Inflammation is linked with so many serious illnesses such as diabetes, heart diseases, asthma, arthritis, etc. The use of anti-inflammatory drugs is very common and sometimes with no alternative as well. As they say, prevention is always better than cure! Eating anti-inflammatory food is a natural solution without any side effects. During winter, there’s less flow of blood which makes the joints colder and stiffer – leading to inflammation. The pain receptors become more sensitive in winters which result in pain, swelling in joints and other parts of the body.
Fight Inflammation with a Healthy Diet
Here’s a list of foods that should be included in your diet during winter to prevent inflammation.
- Turmeric: This spice is also known as “Yellow Gold” in western countries. The Indian cuisine is incomplete without this spice. It’s a food enhancer with great health values. It has curcumin which is a very powerful anti-inflammatory substance. Turmeric works great in treating rheumatoid arthritis and fighting inflammation.
- Ginger: is a great valuable cooking spice in our kitchen. It has powerful anti-inflammatory properties. It helps in lessen inflammation as well in treating allergic infections, especially during the winter season. We normally use this spice while making tea, soup, curries, etc.
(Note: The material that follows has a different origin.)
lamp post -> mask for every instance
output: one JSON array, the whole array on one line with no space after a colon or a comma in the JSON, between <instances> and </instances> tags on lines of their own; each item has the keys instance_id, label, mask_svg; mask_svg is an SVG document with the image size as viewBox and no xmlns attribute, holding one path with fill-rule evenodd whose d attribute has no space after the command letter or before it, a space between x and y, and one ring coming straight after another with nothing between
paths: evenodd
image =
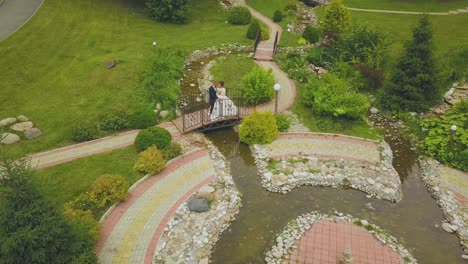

- Walnuts: are always my favourite healthy snacking option during winter. It contains phytonutrients which reduce the risk of heart diseases and diabetes. It has omega 3 fatty acids which reduce inflammation in the body.
- Beets: are highly rich in antioxidants and they do a good job in reducing inflammation. It’s a valuable vegetable loaded with magnesium. We should not forget beets in our daily diet (in salads, curd, smoothies) during winter.
- Green Leafy Vegetables: like spinach, kale, mustard and fenugreek grow best in winter. Due to the richness of antioxidants, omega3 fatty acids, Vit-C, etc. we should include them regularly in winter months.
- Pineapple: It contains a substance called bromelain that reduces the infections during winter and lessens the risk of strokes and even heart diseases. It works as a great remedy for people who have high uric acid (Gout). Bromelain also helps reduce inflammation.
- Blueberries: are my favorite! It has an antioxidant substance named quercetin which is generally found in citrus fruits. Quercetin is very effective in decreasing many types of infections and fighting cancer.
- Broccoli: is a very nutritious cruciferous vegetable that is rich in antioxidants. It has high amounts of potassium and magnesium with anti-inflammatory properties. It reduces stress and the risk of cancer. A disclaimer here: If you have thyroid, avoid eating cruciferous vegetables
- Tomatoes: are a nutritional powerhouse. It’s packed with antioxidants and anti-inflammatory properties. Tomatoes are an excellent source of lycopene which reduces inflammation in the body and helps protect the body against cancer as well.
- Salmon: As we have already discussed so many anti-inflammatory fruits and vegetables, Salmon is a non-vegetarian option. It’s great anti-inflammatory food with essential omega 3 fatty acid alpha-linolenic acid. Omega 3 gives relief in inflammation and can reduce the need for anti-inflammatory drugs.
Apart from above you can:
- Dress warmly depending on the weather
- Stay hydrated and active
- Exercise regularly to strengthen your muscles
- Get out under the sun to maintain vitamin D levels
- Eat a balanced diet and maintain a healthy weight
Include the above foods and #LevelUp your diet to enjoy an inflammation-free winter! If you feel extreme discomfort or inflammation in your body, consult a Doctor.